Before we get started -- thinking about what makes a small bank an attractive acquisition candidate is a good exercise for everyone. That doesn't mean these stocks are the right fit for your portfolio. If you often allocate small positions to higher-risk opportunities, this could be a special situation for you. If you prefer to buy to hold forever on all your positions, you can still learn something by riding along. 

Provident Financial Services

Metric

As of March 19, 2021

Market Cap

$1.8 Billion

Price/book ratio

1.09x

Equity/Assets

12.53%

Nonperforming Loan Ratio

0.89%

Data source: Provident Financial Services.

Provident Financial Services (PFS 5.16%) passes all four of our criteria, implying it could be a good acquisition candidate. At 1.09 times book, it's pretty cheap. Let's try to figure out why. 

The bank has plateaued in recent years. Total interest income was up under $4 million over the last two years, while total non-interest expenses were up $35 million. 

What caused the massive increase in operating expenses while interest income mostly stayed the same? A $19.5 million increase in compensation expense and a $6 million increase in data processing expense. Those are the types of expenses that a big bank thinks it can cut using economies of scale and synergy. Just imagine how excited a bank analyst is somewhere to throw those numbers into a pitch deck. 

We may be teetering on the edge of speculation territory here; Provident isn't exactly a bank that I'd want to buy on its own merits. But, it's been around a long time and seems relatively undervalued. Worst case, shareholders can enjoy the 4.4% dividend yield while waiting for it to be acquired.

First Commonwealth Financial

Metric

As of March 19, 2021

Market Cap

$1.4 Billion

Price/book ratio

1.34x

Equity/Assets

12.00%

Nonperforming Loan Ratio

0.80%

Data source: First Commonwealth Financial.

First Commonwealth Financial (FCF 3.21%) isn't quite as cheap as Provident, but it still passes each criterion with room to spare. Like Provident, its operating expenses have grown faster than its interest income over the past two years. 

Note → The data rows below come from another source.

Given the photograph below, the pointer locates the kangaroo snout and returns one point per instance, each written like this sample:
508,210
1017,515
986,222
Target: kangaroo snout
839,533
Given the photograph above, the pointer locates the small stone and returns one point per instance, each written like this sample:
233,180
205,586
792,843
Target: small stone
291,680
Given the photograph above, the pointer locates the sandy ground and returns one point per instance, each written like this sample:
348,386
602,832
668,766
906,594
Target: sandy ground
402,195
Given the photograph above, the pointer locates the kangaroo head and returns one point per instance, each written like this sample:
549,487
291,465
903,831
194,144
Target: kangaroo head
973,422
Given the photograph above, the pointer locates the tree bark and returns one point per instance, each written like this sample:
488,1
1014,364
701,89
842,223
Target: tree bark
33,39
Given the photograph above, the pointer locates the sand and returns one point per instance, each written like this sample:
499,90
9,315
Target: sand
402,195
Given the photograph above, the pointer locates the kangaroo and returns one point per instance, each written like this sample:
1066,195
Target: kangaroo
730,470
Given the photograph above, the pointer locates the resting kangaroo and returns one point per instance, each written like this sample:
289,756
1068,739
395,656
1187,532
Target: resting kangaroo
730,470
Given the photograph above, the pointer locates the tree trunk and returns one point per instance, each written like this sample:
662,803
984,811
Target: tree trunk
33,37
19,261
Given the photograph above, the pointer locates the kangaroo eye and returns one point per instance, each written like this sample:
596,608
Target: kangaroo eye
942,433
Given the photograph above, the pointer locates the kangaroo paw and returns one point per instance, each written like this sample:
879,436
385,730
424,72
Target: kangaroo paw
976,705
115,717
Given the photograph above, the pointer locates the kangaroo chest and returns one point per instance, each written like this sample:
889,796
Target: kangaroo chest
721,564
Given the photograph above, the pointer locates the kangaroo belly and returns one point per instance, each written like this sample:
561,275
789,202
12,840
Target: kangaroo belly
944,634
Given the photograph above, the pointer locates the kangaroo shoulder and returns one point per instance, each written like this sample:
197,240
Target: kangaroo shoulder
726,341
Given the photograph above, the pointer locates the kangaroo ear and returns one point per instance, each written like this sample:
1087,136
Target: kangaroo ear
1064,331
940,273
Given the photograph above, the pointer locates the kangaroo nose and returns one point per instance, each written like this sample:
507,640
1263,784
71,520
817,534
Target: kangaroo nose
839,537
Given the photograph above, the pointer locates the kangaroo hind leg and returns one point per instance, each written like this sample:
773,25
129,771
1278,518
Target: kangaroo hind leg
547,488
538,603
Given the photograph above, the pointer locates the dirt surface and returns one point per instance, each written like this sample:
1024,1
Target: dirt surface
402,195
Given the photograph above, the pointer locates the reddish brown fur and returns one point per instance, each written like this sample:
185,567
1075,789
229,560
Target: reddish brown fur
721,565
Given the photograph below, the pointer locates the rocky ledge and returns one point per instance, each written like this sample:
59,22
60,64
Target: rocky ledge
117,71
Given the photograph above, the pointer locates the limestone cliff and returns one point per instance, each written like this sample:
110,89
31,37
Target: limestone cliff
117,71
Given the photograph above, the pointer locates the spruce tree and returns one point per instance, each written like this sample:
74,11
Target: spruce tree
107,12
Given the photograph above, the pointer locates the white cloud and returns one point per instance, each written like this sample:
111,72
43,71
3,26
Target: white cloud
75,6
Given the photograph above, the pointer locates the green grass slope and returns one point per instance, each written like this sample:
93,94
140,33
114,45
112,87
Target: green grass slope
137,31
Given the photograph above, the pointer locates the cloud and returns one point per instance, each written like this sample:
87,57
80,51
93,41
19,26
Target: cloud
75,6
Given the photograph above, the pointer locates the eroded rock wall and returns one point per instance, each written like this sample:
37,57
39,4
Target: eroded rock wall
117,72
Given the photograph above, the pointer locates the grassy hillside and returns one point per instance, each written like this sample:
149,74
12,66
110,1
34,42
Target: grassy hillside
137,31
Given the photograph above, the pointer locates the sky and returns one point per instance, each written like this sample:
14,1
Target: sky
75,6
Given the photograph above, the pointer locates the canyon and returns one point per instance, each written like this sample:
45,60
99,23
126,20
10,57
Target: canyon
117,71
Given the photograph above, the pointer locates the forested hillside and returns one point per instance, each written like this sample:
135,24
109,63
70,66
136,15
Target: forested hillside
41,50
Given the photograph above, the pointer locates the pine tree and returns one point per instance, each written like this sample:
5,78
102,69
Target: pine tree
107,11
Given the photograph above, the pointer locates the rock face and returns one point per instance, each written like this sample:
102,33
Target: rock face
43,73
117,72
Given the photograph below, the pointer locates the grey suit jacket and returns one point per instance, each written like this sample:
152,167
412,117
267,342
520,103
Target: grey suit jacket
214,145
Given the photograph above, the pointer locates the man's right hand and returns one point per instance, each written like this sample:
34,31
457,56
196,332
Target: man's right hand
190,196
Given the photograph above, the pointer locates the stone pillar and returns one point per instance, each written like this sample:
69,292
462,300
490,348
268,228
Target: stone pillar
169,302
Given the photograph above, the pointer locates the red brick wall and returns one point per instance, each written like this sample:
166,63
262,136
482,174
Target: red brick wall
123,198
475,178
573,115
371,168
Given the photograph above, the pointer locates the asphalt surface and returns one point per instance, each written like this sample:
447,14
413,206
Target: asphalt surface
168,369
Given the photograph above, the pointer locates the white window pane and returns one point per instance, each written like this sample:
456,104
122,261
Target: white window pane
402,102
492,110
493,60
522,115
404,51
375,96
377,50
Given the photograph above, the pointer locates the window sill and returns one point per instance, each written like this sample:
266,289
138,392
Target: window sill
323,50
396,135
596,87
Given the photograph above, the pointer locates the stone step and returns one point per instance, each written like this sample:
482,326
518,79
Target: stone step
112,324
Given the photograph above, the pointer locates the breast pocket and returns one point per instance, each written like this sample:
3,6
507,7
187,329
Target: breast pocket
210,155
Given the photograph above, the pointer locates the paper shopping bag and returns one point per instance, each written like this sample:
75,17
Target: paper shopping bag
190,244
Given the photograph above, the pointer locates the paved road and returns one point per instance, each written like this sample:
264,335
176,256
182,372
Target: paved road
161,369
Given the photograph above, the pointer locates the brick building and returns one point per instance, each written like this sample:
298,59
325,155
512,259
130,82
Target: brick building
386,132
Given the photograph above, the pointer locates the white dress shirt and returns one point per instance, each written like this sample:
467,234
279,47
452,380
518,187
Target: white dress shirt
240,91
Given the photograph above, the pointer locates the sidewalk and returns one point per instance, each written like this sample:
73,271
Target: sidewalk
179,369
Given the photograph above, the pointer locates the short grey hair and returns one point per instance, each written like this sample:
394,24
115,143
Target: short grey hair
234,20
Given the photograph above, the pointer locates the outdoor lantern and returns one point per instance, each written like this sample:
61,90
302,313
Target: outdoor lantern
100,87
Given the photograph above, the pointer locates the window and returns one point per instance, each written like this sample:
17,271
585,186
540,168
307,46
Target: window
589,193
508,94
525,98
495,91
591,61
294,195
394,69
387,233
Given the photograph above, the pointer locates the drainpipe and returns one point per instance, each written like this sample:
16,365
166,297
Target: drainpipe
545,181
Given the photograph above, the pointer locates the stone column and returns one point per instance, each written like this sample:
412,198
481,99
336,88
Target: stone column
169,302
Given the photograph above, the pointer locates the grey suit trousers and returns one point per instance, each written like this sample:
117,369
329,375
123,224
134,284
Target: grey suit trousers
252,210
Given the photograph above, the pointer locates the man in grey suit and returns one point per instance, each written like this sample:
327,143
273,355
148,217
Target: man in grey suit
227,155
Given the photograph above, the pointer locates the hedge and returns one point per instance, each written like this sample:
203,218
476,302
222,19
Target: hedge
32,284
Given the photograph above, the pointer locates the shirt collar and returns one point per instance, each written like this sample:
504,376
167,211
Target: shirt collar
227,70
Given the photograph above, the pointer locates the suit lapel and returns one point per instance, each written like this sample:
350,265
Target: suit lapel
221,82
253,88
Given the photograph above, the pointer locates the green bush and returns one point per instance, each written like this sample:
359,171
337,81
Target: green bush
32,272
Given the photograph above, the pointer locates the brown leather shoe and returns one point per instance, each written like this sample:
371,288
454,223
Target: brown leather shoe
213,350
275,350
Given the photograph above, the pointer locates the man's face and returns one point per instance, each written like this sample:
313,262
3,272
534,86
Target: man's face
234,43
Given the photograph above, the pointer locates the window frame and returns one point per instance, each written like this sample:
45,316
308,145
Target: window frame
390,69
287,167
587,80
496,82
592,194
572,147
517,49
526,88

Interest income is up $8 million while operating expenses have grown by over $20 million. First Commonwealth also had fruitless growth in salaries and benefits, which grew by $14 million. It did take a $6 million charge in 2020 for branch consolidation and early retirement payouts -- both one-time expenses. 

We're seeing a theme emerge: small banks that have stalled revenue-wise but are still seeing expenses creep upwards. The market has depressed the stock, but a big bank may think it can extract some value. 

Customers Bancorp

Metric

As of March 19, 2021

Market Cap

$1.03 billion 

Price/book ratio

1.13x

Equity/Assets

6.01%

Nonperforming Loan Ratio

0.45%

Data source: Customers Bancorp.

Until recently, Customers Bancorp (CUBI 2.97%) was the cheapest of the three, and for good reason: Its equity/assets ratio is well below our low threshold of 10%. That may be too much of a red flag for a prospective buyer. 

If we dig a little deeper into the numbers, $4.6 billion of the assets are PPP (Paycheck Protection Program) loans receivable. These are fully guaranteed and funded by a $4.4 billion credit facility from the Federal Reserve. If we exclude those loans, the ratio is a more manageable 8.05%. That's still below what we're looking for, but at Customers' recent valuation, it could be an amount that a big bank may be OK with.

What should you do now? 

There are all kinds of ways to take advantage of the drop in banks. For special-situation veterans, one of them is to buy five to 10 small banks like the ones described above. Over time, this will net you at least a few profitable acquisitions. For more risk-averse investors, keep an eye on smaller regional banks. If you keep running this screen, you'll eventually find a few that are worth buying on their own -- and may have a built-in catalyst.